Submitting examples of paragraphs rewritten for elementary schoolers followed by an unsimplified passage prompts the service to rewrite it to be easier to read. The service can answer factual questions or function as a chatbot if supplied with example Q&A pairs or turns of dialog that might direct the software to draw on its experience of factual statements or conversations.
“The big mental shift is, it’s much more like talking to a human than formatting things for a machine,” says Greg Brockman, OpenAI’s chief technology officer. “You give it a few questions and answers and suddenly it’s in Q&A mode.”
Nick Frosst, a researcher working on language machine learning who previously worked at Google, says that novel way of working with AI could widen the pool of people experimenting with language technology. “It’s exciting that you can do that,” he says. “It’s how most people think AI should work.”

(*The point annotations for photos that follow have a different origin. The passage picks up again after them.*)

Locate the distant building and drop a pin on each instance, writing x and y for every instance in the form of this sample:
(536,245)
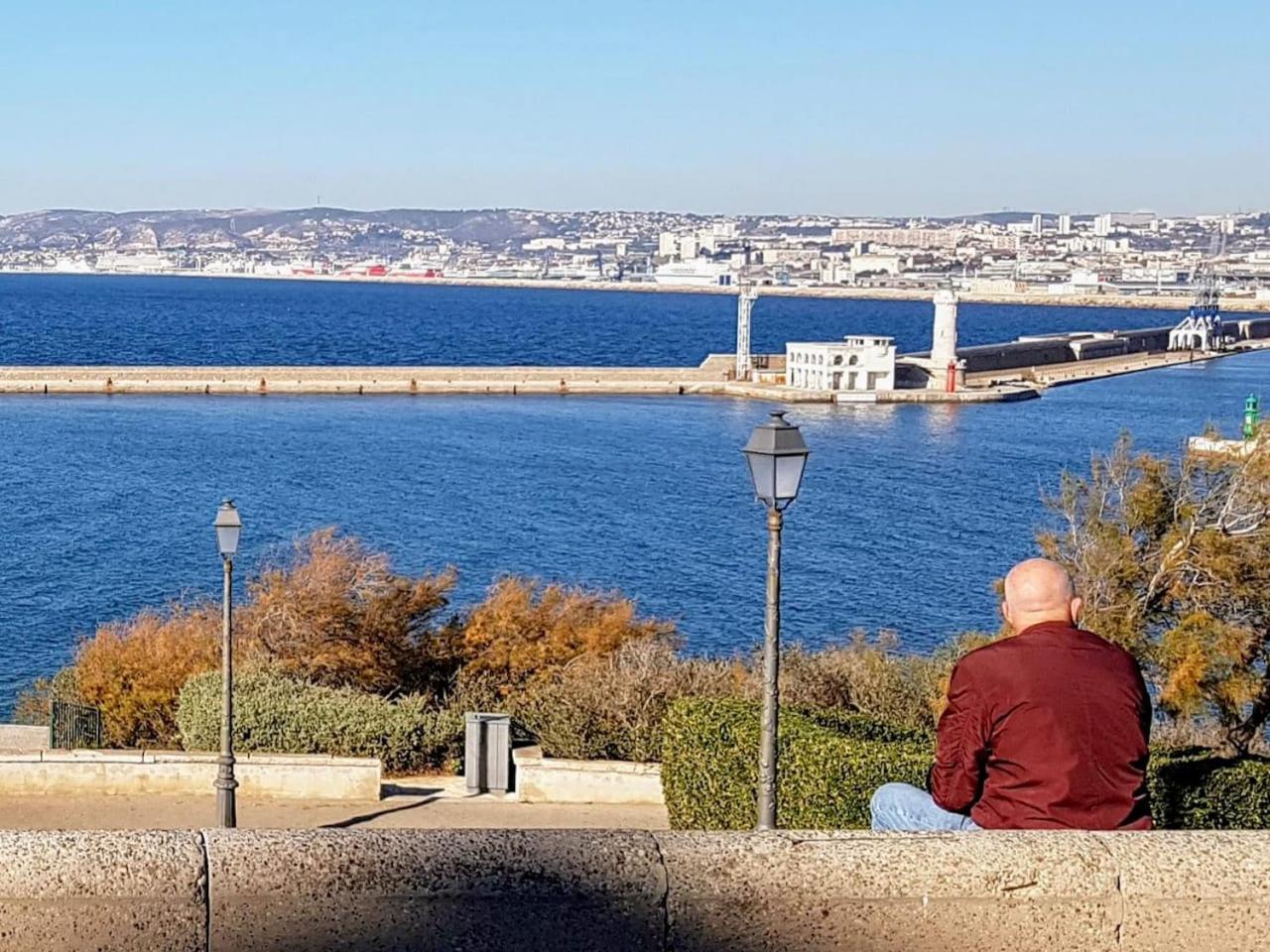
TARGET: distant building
(544,244)
(861,365)
(898,238)
(876,264)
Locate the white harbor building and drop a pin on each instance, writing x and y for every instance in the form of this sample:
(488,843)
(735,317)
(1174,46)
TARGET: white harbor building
(856,365)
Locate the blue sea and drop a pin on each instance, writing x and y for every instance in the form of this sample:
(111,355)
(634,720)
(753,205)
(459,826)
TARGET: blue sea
(907,515)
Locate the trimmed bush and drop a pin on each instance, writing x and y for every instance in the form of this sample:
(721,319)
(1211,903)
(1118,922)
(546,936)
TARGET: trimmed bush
(830,762)
(1196,789)
(275,714)
(829,766)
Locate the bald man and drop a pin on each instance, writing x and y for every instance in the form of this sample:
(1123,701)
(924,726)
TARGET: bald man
(1043,730)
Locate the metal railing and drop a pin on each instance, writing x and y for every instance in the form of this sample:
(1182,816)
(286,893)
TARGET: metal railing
(72,725)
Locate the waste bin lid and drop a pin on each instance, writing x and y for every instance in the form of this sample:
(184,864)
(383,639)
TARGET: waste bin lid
(475,716)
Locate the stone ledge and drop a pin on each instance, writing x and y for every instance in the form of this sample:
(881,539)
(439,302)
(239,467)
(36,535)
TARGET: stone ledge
(548,779)
(122,772)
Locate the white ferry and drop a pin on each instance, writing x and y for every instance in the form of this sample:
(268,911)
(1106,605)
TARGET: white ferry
(699,272)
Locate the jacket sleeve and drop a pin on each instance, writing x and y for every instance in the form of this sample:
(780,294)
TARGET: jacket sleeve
(961,746)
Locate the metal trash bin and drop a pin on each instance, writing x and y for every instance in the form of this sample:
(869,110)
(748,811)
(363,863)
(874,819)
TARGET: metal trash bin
(486,752)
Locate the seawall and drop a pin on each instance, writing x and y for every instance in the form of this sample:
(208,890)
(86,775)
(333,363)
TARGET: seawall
(230,890)
(1152,302)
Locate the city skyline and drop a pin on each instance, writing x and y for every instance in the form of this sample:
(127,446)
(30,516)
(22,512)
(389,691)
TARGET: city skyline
(906,111)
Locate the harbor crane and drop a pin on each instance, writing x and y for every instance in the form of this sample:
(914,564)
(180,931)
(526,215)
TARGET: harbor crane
(747,293)
(1202,326)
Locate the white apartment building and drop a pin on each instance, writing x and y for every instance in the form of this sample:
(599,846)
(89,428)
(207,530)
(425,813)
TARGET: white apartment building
(860,365)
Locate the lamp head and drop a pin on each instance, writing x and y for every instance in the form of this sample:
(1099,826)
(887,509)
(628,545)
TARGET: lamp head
(229,527)
(776,456)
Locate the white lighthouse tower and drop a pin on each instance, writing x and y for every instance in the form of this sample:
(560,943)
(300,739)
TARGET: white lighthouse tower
(947,371)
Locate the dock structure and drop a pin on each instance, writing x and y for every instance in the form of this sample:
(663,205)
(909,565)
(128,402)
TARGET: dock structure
(1010,371)
(712,377)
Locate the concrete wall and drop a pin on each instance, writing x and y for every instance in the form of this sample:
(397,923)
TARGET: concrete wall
(549,779)
(1254,329)
(109,772)
(318,890)
(21,737)
(353,380)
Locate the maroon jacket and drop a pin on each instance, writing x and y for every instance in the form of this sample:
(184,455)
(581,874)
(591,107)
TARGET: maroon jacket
(1046,730)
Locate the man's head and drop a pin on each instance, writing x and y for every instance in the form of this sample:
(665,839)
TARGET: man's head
(1039,590)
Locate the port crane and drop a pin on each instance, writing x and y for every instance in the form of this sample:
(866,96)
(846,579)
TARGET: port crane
(1202,326)
(747,293)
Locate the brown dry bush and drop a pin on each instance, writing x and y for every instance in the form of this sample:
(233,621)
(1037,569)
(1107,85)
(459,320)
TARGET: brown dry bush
(611,706)
(526,629)
(335,615)
(135,669)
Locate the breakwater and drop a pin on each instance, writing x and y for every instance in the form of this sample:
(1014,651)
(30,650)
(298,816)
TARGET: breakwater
(711,379)
(1019,373)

OpenAI is offering its service for free for two months and already has some users. Algolia, a startup that builds internal search engines for apps and websites, uses it to improve its understanding of complex search strings.

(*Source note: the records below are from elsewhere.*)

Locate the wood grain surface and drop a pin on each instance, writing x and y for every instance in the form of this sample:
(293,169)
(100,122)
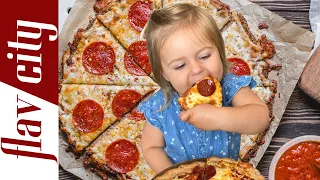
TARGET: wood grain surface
(302,115)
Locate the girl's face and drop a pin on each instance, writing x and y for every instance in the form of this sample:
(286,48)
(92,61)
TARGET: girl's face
(185,59)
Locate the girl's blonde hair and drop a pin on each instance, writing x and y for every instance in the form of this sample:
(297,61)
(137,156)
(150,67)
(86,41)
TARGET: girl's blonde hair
(166,21)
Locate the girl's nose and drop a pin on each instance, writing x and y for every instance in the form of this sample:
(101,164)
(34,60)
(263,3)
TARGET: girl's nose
(196,67)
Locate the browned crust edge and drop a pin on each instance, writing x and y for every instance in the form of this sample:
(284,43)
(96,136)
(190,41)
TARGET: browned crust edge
(102,6)
(246,28)
(103,171)
(180,170)
(261,136)
(71,143)
(76,39)
(220,5)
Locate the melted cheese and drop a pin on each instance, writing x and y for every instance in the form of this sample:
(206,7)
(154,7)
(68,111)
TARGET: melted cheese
(117,21)
(69,97)
(77,74)
(126,129)
(195,98)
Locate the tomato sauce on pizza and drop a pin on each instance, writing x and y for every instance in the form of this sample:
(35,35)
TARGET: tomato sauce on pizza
(239,67)
(122,156)
(87,116)
(124,101)
(98,58)
(139,52)
(139,14)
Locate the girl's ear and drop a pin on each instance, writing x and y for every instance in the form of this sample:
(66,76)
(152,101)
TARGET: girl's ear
(164,76)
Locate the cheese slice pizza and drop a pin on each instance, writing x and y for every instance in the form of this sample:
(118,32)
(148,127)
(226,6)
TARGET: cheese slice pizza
(126,19)
(191,171)
(95,57)
(229,169)
(212,168)
(118,152)
(207,91)
(85,111)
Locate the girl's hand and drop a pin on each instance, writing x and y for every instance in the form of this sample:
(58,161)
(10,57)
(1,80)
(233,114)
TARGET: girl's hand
(201,116)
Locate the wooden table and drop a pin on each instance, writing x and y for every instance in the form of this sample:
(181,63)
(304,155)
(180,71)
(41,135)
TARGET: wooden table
(302,115)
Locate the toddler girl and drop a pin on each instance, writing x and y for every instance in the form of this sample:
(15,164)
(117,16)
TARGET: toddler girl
(184,46)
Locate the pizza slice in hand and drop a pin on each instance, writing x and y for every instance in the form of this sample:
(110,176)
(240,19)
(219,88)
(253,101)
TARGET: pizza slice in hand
(205,91)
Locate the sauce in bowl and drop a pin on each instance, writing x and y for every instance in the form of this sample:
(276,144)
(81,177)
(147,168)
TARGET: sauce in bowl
(299,162)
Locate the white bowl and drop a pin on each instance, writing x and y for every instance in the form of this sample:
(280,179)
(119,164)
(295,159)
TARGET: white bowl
(286,146)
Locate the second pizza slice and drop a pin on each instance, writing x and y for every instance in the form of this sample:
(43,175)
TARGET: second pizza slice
(85,111)
(118,151)
(96,57)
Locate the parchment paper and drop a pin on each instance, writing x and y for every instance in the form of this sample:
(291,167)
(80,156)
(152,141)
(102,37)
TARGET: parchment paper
(293,45)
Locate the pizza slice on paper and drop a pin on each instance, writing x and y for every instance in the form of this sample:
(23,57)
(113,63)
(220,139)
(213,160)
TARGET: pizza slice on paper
(117,152)
(85,111)
(96,57)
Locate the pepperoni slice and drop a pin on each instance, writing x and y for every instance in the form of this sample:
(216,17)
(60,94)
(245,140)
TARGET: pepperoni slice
(87,116)
(132,67)
(139,14)
(206,87)
(124,101)
(139,52)
(136,115)
(98,58)
(210,171)
(122,156)
(239,67)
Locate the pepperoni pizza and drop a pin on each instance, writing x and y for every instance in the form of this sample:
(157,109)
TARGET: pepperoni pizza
(212,168)
(118,151)
(96,57)
(85,111)
(207,91)
(106,72)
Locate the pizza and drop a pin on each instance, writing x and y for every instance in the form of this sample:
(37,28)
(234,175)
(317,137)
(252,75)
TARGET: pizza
(85,111)
(96,57)
(106,73)
(118,152)
(126,19)
(249,56)
(207,91)
(212,168)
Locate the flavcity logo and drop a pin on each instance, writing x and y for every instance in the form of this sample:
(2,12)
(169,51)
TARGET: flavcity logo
(30,74)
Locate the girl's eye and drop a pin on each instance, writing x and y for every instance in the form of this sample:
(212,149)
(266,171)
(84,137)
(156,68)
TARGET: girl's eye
(180,66)
(205,57)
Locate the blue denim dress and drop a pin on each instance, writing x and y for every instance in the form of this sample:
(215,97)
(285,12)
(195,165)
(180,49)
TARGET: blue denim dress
(183,140)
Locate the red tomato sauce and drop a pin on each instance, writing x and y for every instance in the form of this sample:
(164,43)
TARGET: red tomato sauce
(298,162)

Others are using an additional service in which OpenAI “fine-tunes” a version of the software to a specific task with additional data. Math education site Art of Problem Solving uses that to suggest comments to send students on their submissions, speeding up the work of graders.
Despite that early interest, OpenAI’s leaders freely admit that it’s far from clear how widely useful this new model of AI programming can be.
One unknown is its reliability. “These models are somewhat unpredictable,” says Robert Dale, of consultants Language Technology Group. OpenAI’s software can recreate the patterns of text but doesn’t have a commonsense understanding of the world. Its versatility can be a liability as well as an asset. Occasional clangers are of little consequence for some uses, such as predictive text, but could be deal breakers in others, such as a customer support chatbot.
One certainty about OpenAI’s technology is that it can talk dirty and nasty. Its training on vast swaths of the internet makes the software well versed in unsavory language such as casual or aggressive racism, and it can be prompted to recreate them. The results can be reminiscent of how Twitter users prodded a notorious Microsoft bot called Tay to make racist comments.
When WIRED provided the service with two sentences from message board 4chan accusing Republicans of being “spineless” and not taking action on “Clinton, Pedos, Censorship or Riots,” OpenAI’s service escalated, riffing that “we are being beaten and raped … vast immigration started in the ’60s and never stopped.”
OpenAI says it will vet customers to prevent people from using the service for things like spam or harassment. Some customers have built filters to block the technology from producing toxic language, and OpenAI is working on safety features of its own.
Altman doesn’t expect OpenAI’s product to be lucrative right away but says it could develop into a significant revenue source in a few years as the lab makes improvements. Microsoft’s stake in the lab could help. OpenAI built its new service on Microsoft’s Azure cloud platform; it could see much wider use if Microsoft offered it as an AI service.
Altman accepted closer relations with Microsoft as a possibility but declined to elaborate. When WIRED prompted the lab’s new software to fill out the details on “OpenAI and Microsoft’s first joint commercial venture” it described a “game called Copilot that allows two people to play a racing game with one person controlling the gas pedal and the other the brakes.”